# Skinnfell Stamps



## Pigeon Lady (Apr 4, 2004)

Hey guys!

I've been busy making stamps!



I just got done uploading them at Etsy. You can see them here:

http://www.etsy.com/shop/IkkiPokki

I'm a bit dissapointed that Etsy doesn't let you open a private area. I wanted to make them exclusive to you guys for a while but they don't let you do that. Anyway, I've tried to price them as reasonable as possible. If you buy 5 or more for Skinfelle, I'll include a stamp with your initials and the year 2013 date to add a finishing touch to your work. 

At the moment there is only one of each stamp but I can make replicas ( well, as replica as you can get when hand carving) so if the one you like has already sold just let me know and I'll make another one "just for you" 

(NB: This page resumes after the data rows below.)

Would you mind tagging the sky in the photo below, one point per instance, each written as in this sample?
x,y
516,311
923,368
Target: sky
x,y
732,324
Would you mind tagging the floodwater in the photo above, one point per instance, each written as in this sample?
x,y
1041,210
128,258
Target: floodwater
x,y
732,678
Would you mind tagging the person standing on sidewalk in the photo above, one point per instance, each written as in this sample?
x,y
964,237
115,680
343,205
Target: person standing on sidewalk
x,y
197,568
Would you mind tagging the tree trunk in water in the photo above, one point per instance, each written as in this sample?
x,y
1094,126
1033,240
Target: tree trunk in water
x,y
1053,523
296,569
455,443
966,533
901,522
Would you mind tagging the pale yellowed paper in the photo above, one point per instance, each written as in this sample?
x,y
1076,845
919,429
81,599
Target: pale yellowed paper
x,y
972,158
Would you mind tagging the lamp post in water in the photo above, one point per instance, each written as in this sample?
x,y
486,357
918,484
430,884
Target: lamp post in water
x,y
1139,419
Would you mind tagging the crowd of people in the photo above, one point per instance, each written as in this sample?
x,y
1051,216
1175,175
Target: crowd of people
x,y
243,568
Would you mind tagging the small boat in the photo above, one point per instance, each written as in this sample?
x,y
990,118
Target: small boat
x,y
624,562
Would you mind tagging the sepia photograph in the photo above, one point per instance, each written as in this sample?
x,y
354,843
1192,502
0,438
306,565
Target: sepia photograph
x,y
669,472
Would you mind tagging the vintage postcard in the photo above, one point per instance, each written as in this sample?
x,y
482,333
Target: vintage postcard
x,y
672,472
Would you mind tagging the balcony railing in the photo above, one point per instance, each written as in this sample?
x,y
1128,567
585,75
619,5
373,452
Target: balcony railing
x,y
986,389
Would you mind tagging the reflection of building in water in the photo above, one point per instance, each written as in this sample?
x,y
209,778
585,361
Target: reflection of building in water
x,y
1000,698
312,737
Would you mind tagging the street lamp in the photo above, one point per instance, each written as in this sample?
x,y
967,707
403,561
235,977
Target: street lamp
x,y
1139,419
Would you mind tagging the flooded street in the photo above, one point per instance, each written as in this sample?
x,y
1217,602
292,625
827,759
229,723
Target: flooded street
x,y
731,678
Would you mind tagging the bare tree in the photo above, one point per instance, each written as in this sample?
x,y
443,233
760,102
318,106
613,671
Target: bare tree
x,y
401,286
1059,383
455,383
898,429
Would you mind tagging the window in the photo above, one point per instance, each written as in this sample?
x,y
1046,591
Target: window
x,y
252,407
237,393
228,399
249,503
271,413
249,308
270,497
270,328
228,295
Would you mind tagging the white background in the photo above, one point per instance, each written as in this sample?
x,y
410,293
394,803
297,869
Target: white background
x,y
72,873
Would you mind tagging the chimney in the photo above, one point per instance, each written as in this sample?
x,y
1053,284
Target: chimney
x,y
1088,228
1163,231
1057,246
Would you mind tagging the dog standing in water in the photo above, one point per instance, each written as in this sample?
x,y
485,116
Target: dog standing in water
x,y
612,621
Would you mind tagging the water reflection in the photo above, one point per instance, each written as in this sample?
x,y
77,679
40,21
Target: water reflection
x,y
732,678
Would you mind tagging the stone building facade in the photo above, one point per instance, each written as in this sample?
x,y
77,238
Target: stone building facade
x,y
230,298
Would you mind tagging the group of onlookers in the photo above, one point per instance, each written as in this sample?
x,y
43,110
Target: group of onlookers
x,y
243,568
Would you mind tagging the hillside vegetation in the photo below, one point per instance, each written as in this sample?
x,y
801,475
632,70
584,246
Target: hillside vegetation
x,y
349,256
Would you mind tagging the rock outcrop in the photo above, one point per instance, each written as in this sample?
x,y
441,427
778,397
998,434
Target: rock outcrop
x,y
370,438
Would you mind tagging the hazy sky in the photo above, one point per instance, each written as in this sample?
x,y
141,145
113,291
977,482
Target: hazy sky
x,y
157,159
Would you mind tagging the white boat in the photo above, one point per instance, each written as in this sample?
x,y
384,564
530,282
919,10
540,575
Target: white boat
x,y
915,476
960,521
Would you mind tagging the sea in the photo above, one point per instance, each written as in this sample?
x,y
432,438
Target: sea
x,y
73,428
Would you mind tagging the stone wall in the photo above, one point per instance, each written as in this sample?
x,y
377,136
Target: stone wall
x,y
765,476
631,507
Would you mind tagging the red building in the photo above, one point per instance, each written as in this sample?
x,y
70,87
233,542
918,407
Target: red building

Any major typos please inform me. It took forever to upload them all and I had both eyes in the same hole by the time I was finished.

Thanks for looking!

Pauline


----------



## AverageJo (Sep 24, 2010)

Those are really pretty!! Wonderful detail!! Wow....


----------



## Marchwind (May 10, 2002)

Wow! Those look great Pigeonlady!


----------



## Pigeon Lady (Apr 4, 2004)

Thanks so much for the nice comments. 

Sorry for not posting sooner, we've been without power for a while due to the weather. It's been pretty wild down here in the holler!


----------